BDT : J'ai grandi à Porto Rico. C'est un territoire des Etats-Unis. A l'école, jusqu'à ce que j'aie 14 ans, on ne parlait jamais du Che ni de la révolution cubaine. Il n'y avait pas de tee-shirt Che Guevara. Ça n'était pas vraiment à la mode. C'est dans une chanson des Stones que j'ai entendu parler de lui pour la première fois. Puis à Mexico, j'ai vu son portrait. Je me suis alors intéressé à lui, à ses écrits. C'était un très bon écrivain. Et j'ai découvert que l'histoire de Porto Rico était assez parallèle à celle de Cuba. On s'est battu contre le colonialisme espagnol, il y a aussi eu des mouvements séparatistes. Même si aujourd'hui les petits portoricains sont de vrais petits américains...

Est-ce difficile d'interpréter une telle icône ?
BDT : Très difficile. Il faut surtout avoir confiance dans le travail collectif, dans l'équipe. Les acteurs ont souvent peur et Steven a vu cette peur sur mon visage. Il a vu que j'étais prêt à tomber dans les pommes. Il m'a dit : "c'est impossible de le jouer ou même de faire un film sur lui, alors essayons !" . Deux semaines après le début du tournage, il a vu que j'avais toujours ce même regard. Il a donc décidé de me montrer un extrait de ce qu'on avait tourné. Mais ça ne m'a pas vraiment aidé... Enfin, il aura essayé ! (rires).

Comment avez-vous pensé chaque volet de cette biographie ?
SS : Dès le départ, j'ai voulu faire deux films en miroir. Le style du premier devait donner de l'espoir.

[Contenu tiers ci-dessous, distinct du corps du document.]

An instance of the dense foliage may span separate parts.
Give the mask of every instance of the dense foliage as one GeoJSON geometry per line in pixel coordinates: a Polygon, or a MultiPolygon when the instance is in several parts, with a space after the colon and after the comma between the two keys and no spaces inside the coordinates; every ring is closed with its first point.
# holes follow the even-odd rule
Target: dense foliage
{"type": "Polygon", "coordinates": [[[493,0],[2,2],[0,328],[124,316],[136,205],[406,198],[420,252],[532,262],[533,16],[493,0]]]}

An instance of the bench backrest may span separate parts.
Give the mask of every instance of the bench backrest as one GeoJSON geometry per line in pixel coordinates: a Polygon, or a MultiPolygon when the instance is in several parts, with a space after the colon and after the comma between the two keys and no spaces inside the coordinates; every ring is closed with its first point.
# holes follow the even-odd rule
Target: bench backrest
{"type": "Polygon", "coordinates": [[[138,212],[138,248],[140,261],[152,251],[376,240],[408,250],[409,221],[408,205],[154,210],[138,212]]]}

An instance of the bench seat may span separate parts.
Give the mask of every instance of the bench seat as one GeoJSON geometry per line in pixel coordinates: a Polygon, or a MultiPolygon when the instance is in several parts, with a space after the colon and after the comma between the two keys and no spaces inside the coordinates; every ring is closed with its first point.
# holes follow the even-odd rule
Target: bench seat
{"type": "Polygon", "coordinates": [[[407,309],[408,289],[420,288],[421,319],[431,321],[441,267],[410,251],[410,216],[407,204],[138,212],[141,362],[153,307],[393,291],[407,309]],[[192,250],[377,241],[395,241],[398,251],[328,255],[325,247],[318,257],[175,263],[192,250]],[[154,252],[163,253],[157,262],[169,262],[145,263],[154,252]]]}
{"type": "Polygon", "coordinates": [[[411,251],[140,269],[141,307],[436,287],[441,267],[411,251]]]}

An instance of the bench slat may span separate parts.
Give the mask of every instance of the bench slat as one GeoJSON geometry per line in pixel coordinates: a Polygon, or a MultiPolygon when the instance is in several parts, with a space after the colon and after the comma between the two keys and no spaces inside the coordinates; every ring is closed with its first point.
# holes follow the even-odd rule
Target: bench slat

Il montre la victoire du peuple à Cuba. Le second, en Bolivie, donne une impression désagréable. Une tension traverse le film. L'avenir y est toujours incertain. Cette partie est cruciale car pour moi, il est plus important de se rapprocher de quelqu'un quand il fait face à l'échec plutôt que face à la gloire. Ça montre aussi les limites de son idéologie.

Che, L'Argentin (1ère partie), de Steven Soderbergh - sortie le 7 janvier 2009
Che, Guerilla (2ème partie), de Steven Soderbergh - sortie le 28 janvier 2009

Le Che en dates ;

1928 : Naissance à Rosario en Argentine.
1948 : Etudes de médecine à Buenos Aires.
1951 : Premier voyage à travers l'Amérique Latine.
1953 : Second voyage à travers l'Amérique Latine.
1955 : Rencontre avec Fidel Castro à Mexico.
1959 : Triomphe de la révolution à Cuba.
1964 : Discours du Che à l'ONU contre la politique extérieure Américaine.
1965 : Le Che se rend au Congo pour y mener la révolution.
1966 : Après la déroute au Congo, début de la révolution en Bolivie.
1967 : Exécution du Che à La Higuera en Bolivie.